The enjoyment purpose
Do exceptions under the copyright laws of Japan & Singapore allow GenAI training?
TLDR: Not really.
When the history of generative AI is written, we will need to understand how the tech industry came to take such a big gamble: to invest deca-billions based on a fair use claim. (A highly uncertain fair use claim in my view, see previous newsletters). The excellent Illusion of More blog had a post on this subject recently: “Fair Use” is Not a Great Business Plan. It’s worth quoting at some length:
“Because simply put, the party who conjures the term “fair use” has effectively assumed that a potential liability for copyright infringement exists. And if that assumption is a bad business decision, then that’s the founders’ problem, not a flaw in copyright law’
No matter what the critics say, or how hard certain academics try to alter its meaning, the courts are clear that fair use is an affirmative defense to a claim of copyright infringement, which means that building a business venture on an assumption of fair use is tantamount to assuming that lawsuits are coming. And if it’s a multi-billion-dollar venture that potentially infringes millions of works owned by major corporations, then the lawsuits are going to be big—perhaps even existential.
The viewpoint of researchers is easier to understand. The desirable endpoint is this amazing technology, and let the corporate lawyers figure out the commercialisation. Everyone is publishing, we want to catch up! But very quickly millions, then billions of dollars began to be invested in products brought to market, and surely this brought questions from management and their lawyers? Were these asked and answered or brushed aside? Was there a pricing of the risk and rational decision to go ahead? Or an avoidance of the question? Thinking back to my days as a cofounder in an internet startup, raising, well, only deca-millions ahead of a NASDAQ IPO, my money is on the latter. But I would have loved to have been a fly on those walls…
But then fair use, it’s an American thing! It’s a big old world. Won’t the AI investors just move to those jurisdictions where copyright claims against training generative AI are forestalled by wise governments? Places like Singapore and Japan?
Well it’s not so simple.
Singapore: always exceptional
Let’s take Singapore first. Singapore’s new Copyright Law (which came into force in November 2021) has the most liberal TDM exception anywhere in the world. Singapore’s formulation is to allow copying for computational data analysis, for commercial or non-commercial uses. And it is backed up with a US-inspired fair use provision as well.

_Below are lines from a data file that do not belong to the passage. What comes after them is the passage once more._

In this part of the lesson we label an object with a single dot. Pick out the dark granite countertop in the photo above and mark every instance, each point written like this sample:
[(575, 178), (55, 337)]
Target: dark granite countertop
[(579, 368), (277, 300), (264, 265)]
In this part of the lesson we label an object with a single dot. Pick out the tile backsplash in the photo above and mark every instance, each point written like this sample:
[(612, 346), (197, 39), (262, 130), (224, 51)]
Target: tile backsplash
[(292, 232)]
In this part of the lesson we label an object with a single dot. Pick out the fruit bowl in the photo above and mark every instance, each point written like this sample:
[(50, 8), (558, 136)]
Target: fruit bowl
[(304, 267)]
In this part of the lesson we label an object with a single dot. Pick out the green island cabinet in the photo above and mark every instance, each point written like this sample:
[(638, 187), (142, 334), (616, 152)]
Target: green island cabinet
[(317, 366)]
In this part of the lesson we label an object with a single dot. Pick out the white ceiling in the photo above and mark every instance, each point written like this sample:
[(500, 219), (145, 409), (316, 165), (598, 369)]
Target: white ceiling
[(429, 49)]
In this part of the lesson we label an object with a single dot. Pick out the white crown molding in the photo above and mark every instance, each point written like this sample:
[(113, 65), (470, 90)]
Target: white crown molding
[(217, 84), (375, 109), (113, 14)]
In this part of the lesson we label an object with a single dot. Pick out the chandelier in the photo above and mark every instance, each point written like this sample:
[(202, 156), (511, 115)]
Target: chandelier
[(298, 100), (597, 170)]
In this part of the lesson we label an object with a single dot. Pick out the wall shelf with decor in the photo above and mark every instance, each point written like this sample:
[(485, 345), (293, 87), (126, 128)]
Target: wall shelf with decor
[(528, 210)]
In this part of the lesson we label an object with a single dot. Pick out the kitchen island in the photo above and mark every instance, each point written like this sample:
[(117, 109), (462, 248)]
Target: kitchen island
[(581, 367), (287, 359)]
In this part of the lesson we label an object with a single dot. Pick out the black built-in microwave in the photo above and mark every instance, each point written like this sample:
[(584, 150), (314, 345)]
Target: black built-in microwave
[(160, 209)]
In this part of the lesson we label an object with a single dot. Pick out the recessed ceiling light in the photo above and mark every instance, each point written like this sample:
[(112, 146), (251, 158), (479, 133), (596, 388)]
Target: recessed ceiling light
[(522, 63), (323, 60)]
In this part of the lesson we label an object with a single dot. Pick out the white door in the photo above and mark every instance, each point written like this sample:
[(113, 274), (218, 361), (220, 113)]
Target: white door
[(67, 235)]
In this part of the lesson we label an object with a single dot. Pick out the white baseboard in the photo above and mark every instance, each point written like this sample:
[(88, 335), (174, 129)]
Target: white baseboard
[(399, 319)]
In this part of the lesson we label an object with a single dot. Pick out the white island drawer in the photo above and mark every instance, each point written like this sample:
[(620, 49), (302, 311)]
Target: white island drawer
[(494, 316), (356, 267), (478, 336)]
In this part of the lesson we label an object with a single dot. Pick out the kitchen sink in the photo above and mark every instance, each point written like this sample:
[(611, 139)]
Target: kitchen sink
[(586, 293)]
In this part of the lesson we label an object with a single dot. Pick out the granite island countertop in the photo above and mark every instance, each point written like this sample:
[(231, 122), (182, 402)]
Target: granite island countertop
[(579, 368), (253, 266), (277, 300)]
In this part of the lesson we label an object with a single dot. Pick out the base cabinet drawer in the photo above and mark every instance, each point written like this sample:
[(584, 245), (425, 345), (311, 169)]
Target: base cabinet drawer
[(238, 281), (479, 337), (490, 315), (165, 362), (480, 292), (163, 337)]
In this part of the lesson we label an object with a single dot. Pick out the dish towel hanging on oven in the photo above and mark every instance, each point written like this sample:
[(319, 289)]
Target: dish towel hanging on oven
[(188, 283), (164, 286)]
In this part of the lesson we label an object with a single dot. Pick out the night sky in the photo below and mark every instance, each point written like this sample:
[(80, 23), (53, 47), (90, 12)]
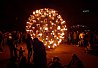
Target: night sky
[(14, 13)]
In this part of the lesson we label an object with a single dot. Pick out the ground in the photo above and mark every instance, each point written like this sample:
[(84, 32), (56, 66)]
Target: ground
[(63, 51)]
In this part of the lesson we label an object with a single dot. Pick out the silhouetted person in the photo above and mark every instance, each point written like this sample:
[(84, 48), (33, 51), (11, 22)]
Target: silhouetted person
[(10, 44), (20, 53), (29, 46), (75, 62), (55, 63), (39, 55), (12, 63), (23, 63)]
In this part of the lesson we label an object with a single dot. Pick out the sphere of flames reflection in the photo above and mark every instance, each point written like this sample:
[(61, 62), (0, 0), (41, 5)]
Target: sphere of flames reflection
[(48, 26)]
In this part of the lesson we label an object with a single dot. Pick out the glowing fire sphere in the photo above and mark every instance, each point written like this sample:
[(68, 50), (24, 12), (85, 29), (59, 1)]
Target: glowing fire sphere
[(48, 26)]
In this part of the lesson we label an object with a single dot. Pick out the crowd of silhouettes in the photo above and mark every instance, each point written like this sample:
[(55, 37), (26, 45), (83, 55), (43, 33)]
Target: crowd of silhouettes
[(36, 48)]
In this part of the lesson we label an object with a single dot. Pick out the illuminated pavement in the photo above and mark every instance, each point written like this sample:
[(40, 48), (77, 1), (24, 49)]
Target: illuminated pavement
[(64, 52)]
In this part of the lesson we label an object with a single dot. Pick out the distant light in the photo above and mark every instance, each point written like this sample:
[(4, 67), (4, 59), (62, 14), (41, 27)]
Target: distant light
[(85, 11)]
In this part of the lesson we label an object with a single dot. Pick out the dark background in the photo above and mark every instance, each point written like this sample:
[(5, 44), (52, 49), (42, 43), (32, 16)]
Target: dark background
[(14, 13)]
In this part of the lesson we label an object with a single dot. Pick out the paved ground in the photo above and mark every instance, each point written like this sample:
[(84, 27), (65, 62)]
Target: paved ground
[(64, 52)]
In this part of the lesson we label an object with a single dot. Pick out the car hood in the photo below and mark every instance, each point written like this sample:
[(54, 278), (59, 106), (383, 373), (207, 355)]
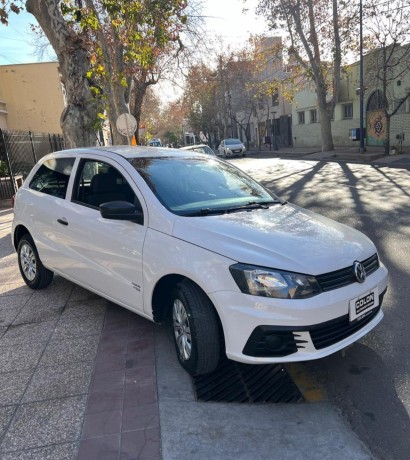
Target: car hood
[(284, 237)]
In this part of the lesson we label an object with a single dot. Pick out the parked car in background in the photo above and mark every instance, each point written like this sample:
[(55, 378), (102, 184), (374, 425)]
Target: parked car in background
[(231, 147), (200, 148), (155, 143), (192, 241)]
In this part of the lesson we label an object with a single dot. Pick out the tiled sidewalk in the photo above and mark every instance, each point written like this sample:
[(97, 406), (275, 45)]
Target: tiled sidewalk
[(77, 373)]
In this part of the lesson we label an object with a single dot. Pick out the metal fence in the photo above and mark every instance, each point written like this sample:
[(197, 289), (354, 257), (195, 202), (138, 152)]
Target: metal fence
[(19, 152)]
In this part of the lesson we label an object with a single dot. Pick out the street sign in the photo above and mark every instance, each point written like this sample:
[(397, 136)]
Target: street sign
[(126, 124)]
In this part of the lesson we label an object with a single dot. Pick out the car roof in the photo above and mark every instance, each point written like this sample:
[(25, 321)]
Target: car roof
[(191, 147), (129, 152)]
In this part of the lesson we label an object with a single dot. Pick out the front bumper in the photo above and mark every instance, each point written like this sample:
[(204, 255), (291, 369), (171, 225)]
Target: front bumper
[(264, 330)]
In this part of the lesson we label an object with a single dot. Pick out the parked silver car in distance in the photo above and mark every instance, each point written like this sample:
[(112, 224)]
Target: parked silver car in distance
[(231, 147)]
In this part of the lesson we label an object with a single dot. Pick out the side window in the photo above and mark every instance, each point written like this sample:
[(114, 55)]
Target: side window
[(98, 182), (52, 177)]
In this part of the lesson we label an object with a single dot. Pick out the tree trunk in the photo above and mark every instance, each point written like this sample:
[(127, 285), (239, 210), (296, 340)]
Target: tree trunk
[(387, 140), (80, 114)]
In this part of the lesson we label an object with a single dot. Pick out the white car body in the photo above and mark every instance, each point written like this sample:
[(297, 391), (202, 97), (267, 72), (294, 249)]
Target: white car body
[(125, 262)]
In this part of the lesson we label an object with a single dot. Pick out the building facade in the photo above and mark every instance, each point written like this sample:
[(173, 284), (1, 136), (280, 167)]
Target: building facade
[(346, 117), (31, 97)]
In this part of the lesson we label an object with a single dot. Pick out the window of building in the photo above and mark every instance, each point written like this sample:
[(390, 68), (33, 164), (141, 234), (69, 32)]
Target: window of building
[(348, 111), (402, 108), (52, 177), (313, 116)]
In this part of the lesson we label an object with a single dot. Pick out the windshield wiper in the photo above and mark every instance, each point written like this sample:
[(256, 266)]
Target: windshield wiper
[(253, 205)]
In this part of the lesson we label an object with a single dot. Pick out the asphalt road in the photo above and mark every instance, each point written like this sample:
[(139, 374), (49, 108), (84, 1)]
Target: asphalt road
[(369, 381)]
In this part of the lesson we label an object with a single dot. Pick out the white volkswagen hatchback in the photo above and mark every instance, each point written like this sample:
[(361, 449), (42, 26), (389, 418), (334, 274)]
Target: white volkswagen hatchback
[(178, 235)]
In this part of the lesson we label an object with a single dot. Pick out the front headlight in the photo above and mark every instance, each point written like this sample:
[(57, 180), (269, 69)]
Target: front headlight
[(268, 282)]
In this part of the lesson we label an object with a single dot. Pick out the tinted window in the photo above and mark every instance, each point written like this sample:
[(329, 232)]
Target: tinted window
[(232, 141), (52, 177), (98, 182)]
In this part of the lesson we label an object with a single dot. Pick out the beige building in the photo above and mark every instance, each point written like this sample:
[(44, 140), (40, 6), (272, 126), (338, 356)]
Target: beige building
[(31, 97), (305, 113)]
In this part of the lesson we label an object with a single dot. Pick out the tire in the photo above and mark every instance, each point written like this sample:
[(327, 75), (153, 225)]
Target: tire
[(195, 329), (34, 274)]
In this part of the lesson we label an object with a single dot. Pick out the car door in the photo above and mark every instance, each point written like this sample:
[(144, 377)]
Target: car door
[(104, 255), (41, 202)]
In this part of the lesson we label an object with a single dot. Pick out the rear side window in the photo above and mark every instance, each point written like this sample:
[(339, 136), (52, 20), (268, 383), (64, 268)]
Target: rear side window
[(52, 177)]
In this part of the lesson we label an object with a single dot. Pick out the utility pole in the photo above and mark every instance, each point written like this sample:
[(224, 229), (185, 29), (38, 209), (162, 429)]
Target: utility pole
[(362, 147)]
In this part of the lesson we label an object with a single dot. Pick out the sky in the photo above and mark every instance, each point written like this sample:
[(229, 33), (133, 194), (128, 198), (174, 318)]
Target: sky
[(223, 18)]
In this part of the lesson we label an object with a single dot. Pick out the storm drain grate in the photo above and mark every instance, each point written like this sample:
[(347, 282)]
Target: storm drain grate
[(237, 382)]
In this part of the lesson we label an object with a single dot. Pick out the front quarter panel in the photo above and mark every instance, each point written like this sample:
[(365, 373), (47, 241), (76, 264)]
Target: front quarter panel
[(165, 255)]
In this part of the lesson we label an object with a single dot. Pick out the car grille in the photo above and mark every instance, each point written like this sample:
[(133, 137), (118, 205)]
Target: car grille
[(345, 276), (279, 341)]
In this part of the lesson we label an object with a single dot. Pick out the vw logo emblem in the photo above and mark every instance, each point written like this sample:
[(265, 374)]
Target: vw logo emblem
[(359, 271)]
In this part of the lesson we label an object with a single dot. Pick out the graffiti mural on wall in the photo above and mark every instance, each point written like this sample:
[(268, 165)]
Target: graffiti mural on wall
[(376, 127)]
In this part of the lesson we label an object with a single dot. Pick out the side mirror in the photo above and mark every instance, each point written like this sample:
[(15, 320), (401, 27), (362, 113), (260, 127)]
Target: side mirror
[(121, 210)]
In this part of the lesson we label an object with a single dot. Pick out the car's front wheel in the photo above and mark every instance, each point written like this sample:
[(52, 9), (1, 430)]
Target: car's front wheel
[(35, 275), (195, 329)]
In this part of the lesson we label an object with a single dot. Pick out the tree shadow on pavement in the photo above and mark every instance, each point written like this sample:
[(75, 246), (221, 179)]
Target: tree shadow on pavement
[(362, 386)]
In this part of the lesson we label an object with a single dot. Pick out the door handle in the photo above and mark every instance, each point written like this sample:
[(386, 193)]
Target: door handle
[(62, 221)]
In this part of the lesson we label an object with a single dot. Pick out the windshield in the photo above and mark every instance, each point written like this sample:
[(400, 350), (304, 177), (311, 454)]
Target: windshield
[(232, 141), (199, 186)]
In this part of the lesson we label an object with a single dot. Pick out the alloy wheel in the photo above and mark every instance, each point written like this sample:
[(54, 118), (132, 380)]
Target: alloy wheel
[(182, 329), (28, 262)]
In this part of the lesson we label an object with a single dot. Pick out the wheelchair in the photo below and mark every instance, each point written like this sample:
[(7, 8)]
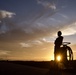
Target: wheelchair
[(65, 53)]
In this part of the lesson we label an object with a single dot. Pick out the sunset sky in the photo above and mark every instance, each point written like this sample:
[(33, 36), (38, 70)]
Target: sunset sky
[(28, 28)]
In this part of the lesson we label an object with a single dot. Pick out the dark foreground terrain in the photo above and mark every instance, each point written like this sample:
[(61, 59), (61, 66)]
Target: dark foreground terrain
[(37, 68)]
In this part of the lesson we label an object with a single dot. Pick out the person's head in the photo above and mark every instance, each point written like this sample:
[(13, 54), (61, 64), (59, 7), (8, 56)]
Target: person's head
[(59, 33)]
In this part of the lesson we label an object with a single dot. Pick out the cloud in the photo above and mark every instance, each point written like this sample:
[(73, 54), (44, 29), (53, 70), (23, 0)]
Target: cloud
[(2, 52), (25, 45), (6, 14), (47, 4), (69, 29), (64, 16)]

Yet Singapore’s top legal scholars argue that this doesn’t mean Singapore’s law allows GenAI training. Simon Chesterman, Vice Provost and former Dean of the law school at my employer, the National University of Singapore, and concurrently Senior Director of AI Governance at AI Singapore, argued on the opinion pages of our major broadsheet The Straits Times that
“…the Singapore exception for data mining is broad. Nonetheless, the law specifies that the materials should not be used for any purpose other than computational data analysis. If they are used to create new artistic works that compete with the original works, that may fail to satisfy the fair use test too.”1
Then copyright expert David Tan of the NUS Centre for Technology, Robotics, Artificial Intelligence and the Law published a paper in the Singapore Academy of Law Practitioner which puts it very directly: in Generative AI training, “the making of a copy…will not be for the sole purpose of analysing the data to improve the functioning of the AI in relation to the data; it will be for the purpose of generating new expressive works based on that data, which is an impermissible purpose.”2
Enjoying the Japanese Exception
Next we come to Japan, which passed its own forward-looking TDM exception in 2018.
You will remember in June 2023, various AI researchers, including Yann LeCunn and David Ha were celebrating Japan’s decision ‘that it will not enforce copyrights on data used in AI training’. This turned out to be fake news, but I guess the impression sticks. And the actual Japanese position was not very easy to access.
Accordingly the copyright world has been watching the report of Japan’s Agency for Cultural Affairs, the unit of the Ministry of Education, Culture, Sports, Science and Technology which houses the national copyright authority. So in effect this is the equivalent of the US Copyright Office. The Agency was charged with sorting through how Japan’s TDM exception might apply to GenAI training.
The report is still in draft form, but the draft is not expected to shift very much. Toshimichi Ishijima, Secretary General of the Japan Academic Association For Copyright Clearance has provided me with a translation of the draft, but warned of the complexities of translating this sort of high-bureaucratic Japanese into English. Let’s consider this just a window on some of the thinking in the Agency rather than the final view. We understand that the Agency will likely produce an official translation for the final document, given the international interest.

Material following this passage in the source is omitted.